It is that time of the week again! After a lot of work this week I finally get to reveal my Pick of the Week! I don’t even need the lasso of truth to tell you that the pick is “Isn’t She Wonderful Stitch Markers”! These are absolutely one of my all time favorite stitch markers so much so that I may just need to make a set for myself. These are available up in my shop The Red Picket Fence so hurry on over before there is a battle of epic proportions for them!
It is not hard to see why I would pick these awesome stitch markers this week. I have been a Wonder Woman fan since I was a little girl. Her strength, grace and compassion for others is truly something to admire. The woman can lift a tank then turn around and kiss a baby in one fail swoop. This project this week got me thinking even deeper than just the Amazonian in her battle armor and tiara though. As I began to piece the links together I began to think about how much each of us can relate to Diana (that is Wonder Woman’s real name in case you didn’t know). Maybe that is why we as women like her so much because on some level we can relate to her. I don’t know a single woman who doesn’t want to be her so it brought me to this dilemma. I realized that just like young Diana, we as women do not realize what we are truly capable of in our own lives. Diana is confident and seems to be able to take on anything thrown at her, including a tank but when did we stop being wonder women? When did we stop believing that we could take on anything that is thrown at us?

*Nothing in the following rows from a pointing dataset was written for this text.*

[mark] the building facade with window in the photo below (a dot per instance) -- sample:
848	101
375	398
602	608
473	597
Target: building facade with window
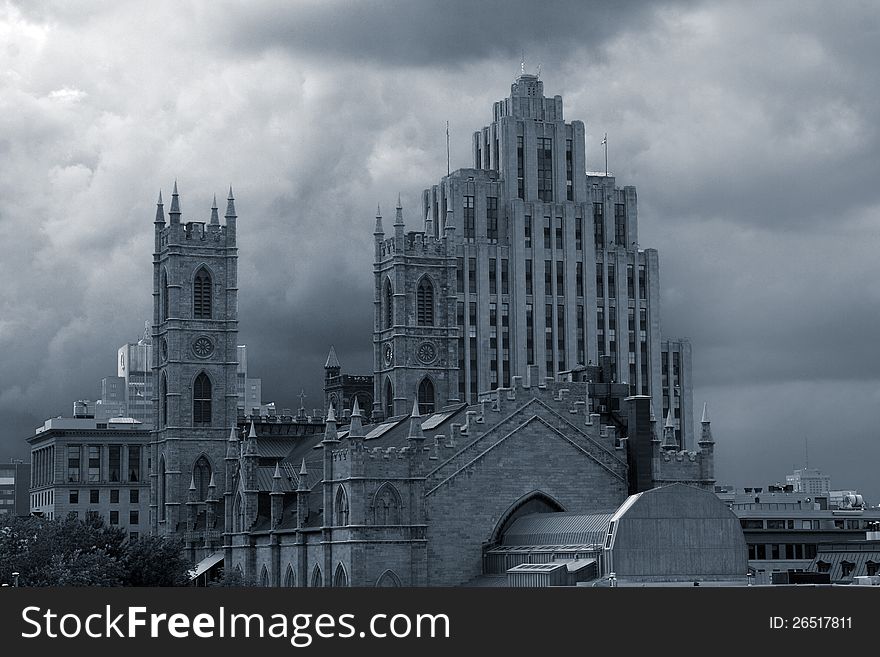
544	268
85	467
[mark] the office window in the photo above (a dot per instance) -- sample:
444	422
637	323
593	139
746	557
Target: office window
470	230
599	225
620	224
73	462
545	169
115	462
134	463
520	177
94	463
569	172
492	218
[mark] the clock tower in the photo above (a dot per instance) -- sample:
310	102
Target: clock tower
195	335
415	335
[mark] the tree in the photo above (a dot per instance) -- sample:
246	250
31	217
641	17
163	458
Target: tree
70	552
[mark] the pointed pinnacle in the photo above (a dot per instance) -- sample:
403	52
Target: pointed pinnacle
230	205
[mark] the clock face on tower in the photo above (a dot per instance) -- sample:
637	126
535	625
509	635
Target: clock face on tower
427	353
203	347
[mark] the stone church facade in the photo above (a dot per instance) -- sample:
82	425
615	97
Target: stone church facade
421	493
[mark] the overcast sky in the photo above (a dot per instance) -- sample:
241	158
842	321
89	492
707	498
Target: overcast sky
749	130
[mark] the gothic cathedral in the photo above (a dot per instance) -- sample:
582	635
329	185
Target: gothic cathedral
195	331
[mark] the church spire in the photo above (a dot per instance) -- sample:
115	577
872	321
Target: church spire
160	211
174	212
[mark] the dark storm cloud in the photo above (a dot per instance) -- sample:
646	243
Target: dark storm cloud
749	130
432	33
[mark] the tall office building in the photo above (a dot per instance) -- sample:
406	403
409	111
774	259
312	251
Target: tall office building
546	267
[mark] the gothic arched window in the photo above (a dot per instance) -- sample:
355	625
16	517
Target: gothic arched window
202	294
389	304
425	303
386	506
340	508
163	291
389	399
163	400
426	397
202	399
202	477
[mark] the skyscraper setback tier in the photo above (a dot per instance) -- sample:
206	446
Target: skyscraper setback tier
533	260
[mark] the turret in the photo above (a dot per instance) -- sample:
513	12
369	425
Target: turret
669	441
706	440
331	366
215	219
415	424
174	212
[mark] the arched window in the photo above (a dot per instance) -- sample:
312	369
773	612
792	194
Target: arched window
389	304
386	506
387	579
202	399
389	399
340	579
426	397
202	477
425	302
161	489
238	514
163	291
202	294
340	508
163	400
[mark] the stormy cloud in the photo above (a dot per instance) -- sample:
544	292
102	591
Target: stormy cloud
749	130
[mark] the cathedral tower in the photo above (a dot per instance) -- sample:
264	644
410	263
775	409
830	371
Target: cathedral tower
415	333
195	331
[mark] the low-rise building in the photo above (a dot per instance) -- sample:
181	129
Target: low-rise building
84	468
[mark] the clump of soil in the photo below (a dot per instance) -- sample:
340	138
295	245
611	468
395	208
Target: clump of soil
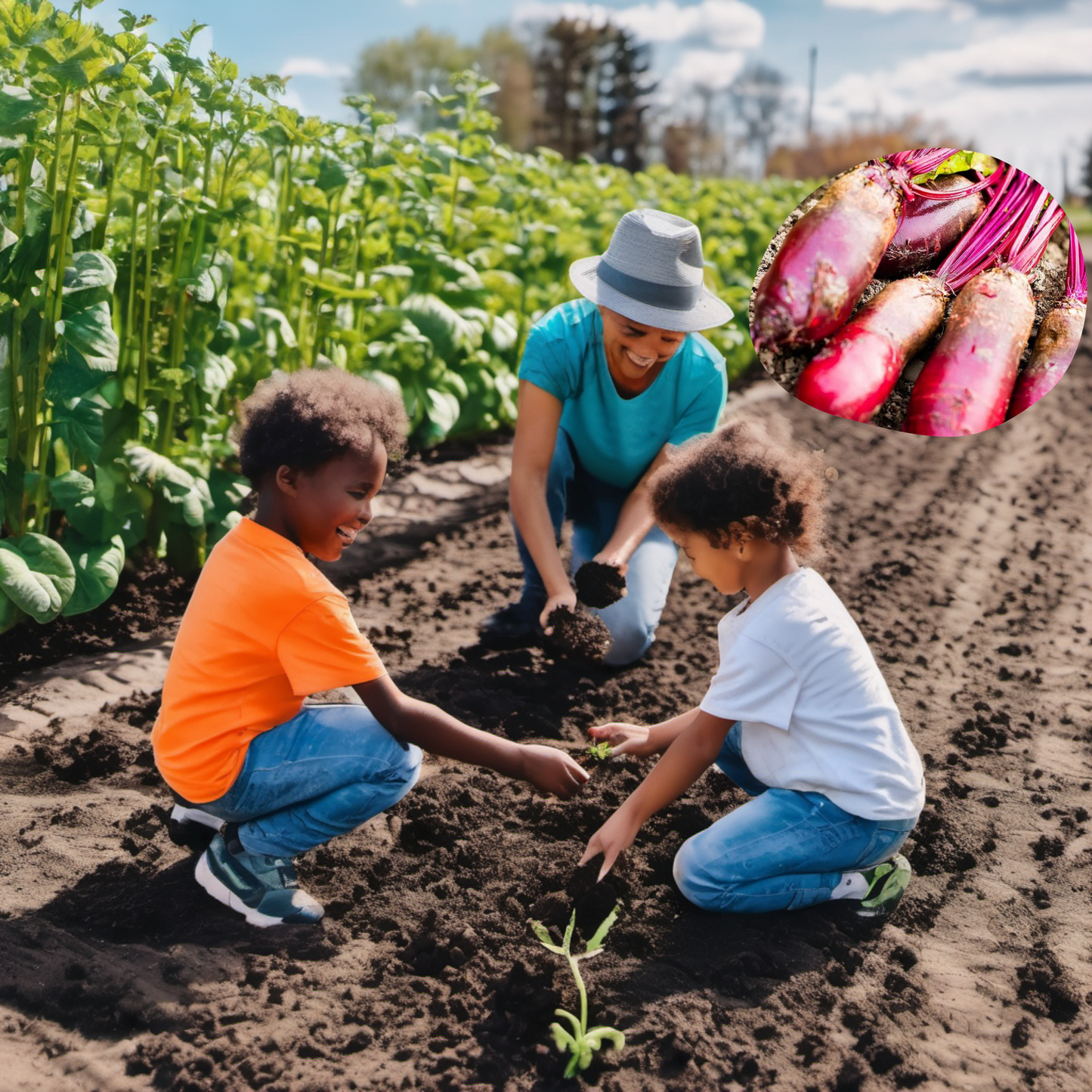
600	584
578	633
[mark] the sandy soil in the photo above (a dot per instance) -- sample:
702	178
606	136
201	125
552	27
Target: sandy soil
967	565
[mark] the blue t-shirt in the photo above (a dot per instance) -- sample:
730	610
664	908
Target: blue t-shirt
616	439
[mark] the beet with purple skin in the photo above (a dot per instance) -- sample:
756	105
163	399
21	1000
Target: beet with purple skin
928	230
578	633
600	584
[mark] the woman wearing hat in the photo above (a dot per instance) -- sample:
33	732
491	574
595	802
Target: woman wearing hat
608	383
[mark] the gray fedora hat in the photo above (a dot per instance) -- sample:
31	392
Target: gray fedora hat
652	273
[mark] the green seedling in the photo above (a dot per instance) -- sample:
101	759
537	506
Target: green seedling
598	753
581	1043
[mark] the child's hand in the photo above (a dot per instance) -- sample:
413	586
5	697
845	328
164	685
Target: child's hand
552	770
623	738
614	837
567	599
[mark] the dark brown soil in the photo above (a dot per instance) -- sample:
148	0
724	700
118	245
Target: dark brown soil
599	584
578	633
964	561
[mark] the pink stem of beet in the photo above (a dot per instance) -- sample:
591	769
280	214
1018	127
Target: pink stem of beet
1077	279
1028	242
920	161
986	236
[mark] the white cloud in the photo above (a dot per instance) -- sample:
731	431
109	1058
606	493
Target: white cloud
1023	95
712	69
890	7
725	24
314	66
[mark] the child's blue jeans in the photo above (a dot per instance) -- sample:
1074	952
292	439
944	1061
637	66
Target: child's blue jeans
320	775
594	507
783	849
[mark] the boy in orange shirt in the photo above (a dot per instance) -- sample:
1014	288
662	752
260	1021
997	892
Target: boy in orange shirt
264	628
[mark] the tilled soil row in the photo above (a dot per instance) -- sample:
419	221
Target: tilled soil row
964	561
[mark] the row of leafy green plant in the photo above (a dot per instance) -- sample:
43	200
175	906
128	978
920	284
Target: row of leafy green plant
172	233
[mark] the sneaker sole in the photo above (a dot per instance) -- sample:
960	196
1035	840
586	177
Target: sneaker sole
222	893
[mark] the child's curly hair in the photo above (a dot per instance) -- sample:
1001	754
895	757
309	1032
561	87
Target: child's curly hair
308	417
744	481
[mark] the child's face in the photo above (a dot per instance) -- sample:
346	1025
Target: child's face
723	567
636	352
326	508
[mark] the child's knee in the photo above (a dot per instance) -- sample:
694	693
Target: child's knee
694	878
404	771
631	639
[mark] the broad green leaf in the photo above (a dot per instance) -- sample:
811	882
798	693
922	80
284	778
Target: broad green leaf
36	574
70	488
10	615
17	110
601	933
86	351
97	567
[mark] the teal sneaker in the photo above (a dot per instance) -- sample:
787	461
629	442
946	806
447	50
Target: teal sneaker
886	885
263	889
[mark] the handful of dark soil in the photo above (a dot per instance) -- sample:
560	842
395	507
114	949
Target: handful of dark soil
599	584
578	633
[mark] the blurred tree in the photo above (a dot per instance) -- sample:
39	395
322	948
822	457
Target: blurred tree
397	69
505	59
826	155
591	80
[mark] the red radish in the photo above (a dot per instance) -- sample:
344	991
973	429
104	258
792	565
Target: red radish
853	375
1058	336
966	385
928	230
830	255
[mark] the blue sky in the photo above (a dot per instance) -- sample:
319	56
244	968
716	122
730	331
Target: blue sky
1013	78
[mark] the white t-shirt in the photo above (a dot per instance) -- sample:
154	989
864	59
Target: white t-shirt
815	712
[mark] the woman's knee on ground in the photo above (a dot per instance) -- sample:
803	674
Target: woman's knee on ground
631	640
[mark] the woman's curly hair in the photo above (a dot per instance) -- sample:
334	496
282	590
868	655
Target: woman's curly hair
308	417
743	481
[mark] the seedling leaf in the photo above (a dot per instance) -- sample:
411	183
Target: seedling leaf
596	942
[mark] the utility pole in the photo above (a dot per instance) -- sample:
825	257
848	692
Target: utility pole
812	53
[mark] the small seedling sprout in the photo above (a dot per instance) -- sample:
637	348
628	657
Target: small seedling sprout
598	753
581	1043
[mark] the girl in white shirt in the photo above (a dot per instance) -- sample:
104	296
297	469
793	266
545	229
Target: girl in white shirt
797	714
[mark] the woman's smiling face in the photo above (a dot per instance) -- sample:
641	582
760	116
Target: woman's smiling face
636	352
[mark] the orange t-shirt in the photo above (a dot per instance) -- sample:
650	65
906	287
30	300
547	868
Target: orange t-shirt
263	630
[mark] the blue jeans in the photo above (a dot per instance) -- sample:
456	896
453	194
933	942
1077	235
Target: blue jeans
594	507
320	775
783	849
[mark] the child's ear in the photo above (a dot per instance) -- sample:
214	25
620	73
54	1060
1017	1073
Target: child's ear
285	480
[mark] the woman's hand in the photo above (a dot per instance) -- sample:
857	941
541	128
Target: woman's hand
611	839
566	599
613	557
552	770
623	738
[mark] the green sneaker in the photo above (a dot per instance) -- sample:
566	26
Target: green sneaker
886	885
263	889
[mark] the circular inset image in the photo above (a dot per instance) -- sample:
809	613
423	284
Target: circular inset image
935	291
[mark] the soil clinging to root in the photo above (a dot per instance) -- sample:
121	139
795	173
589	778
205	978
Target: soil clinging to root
964	561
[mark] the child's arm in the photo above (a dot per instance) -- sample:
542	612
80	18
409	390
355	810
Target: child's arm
439	733
642	739
694	751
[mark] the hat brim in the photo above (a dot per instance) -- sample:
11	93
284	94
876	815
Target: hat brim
708	312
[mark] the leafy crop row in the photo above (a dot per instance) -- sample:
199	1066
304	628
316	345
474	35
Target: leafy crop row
172	234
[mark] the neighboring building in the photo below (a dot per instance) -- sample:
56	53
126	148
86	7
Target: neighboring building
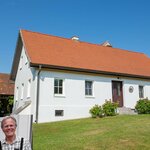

It is as if our potential, our true identity has been hidden from us just like Diana’s true demi-god status was hidden from her. For me it was in elementary school. I was viciously bullied on a daily basis simply because my Mimi (that’s my grandmother) paid for me to go to private school and I lived in a trailer home. Literally, because my parents didn’t make the same amount of money as everyone else’s parents I was bullied. Its not like I really could have fixed that one. I learned that I did not fit in with “societal norms”. It did not help that I much preferred to dig for worms with the boys than play beauty parlor or house with the girls. So even at home I didn’t fit in where frills, lipstick and heels were the norm. From a young age I was introduced to society and how I did not fit into that box. Unlike some people I did not change for society but instead I seemed to buck against it even harder. If they didn’t want me then I didn’t want to be apart of them. I wish I could tell you that it didn’t hurt me but that is just not the case. Instead I built up a wall that no one could seem to climb. I trusted very few people and hated many. I lost my potential to trust and love because the society that I was surrounded by didn’t show me trust and love. It took me a very long time to heal but I did. I live for what God has for me now but it doesn’t make it right or sting less at times. What I have found is that often it gives me more compassion and will to right the wrongs I see.
To this day I still have allowed society to dictate how I see myself. You would have thought that I had learned my lesson the first time! I let them dictate whether I am a good mom, a good wife, how successful I am as a human being or my favorite how pretty I am. This is absolutely ridiculous! They are not me! I was made with a purpose and my purpose certainly does not look like anyone else’s purpose. So why do we keep using these stupid (Little Miss would so be the word police for that one) societal rulers to say whether we are valuable or what our potential truly is? I mean it is like I have this ruler on the wall that I stand against every day. I stand against it like “Hmmm I wonder if I am as pretty as Gal Gadot today. Or as good of a mom as Kate Middleton today.” And you know the funny thing is I bet they have similar insecurities. I bet that somewhere they have a society ruler too. So I am changing what my ruler says about me. My ruler now says “Beloved Daughter of God. Devoted and loving wife. Nurturer and teacher of her children and she ROCKS at it.” Because y’all seriously I am tired of standing up to that societal ruler that says I am not good enough. I am tired of hating on myself because I missed the gym again or I yelled at my kids. I am tired of the guilt and the self hatred that comes with all the comparison. I am not using societies twisted ruler anymore. Now I am using God’s ruler and last time I checked the title at the top of His ruler for me was “Wonder Woman”.
So to all of my amazing wonder women out there. To all the women in the trenches of motherhood, marriage, single life, work life and all the other places you may be. Let me just say this YOU ARE LOVED! YOU ARE AMAZING! YOU ARE SMART! YOU ARE BEAUTIFUL! YOU ARE STRONG! AND YOU ARE A
So gear up with your battle gear, tiara and don’t forget your lasso of truth and go out and fulfill your purpose! Y’all have a blessed week!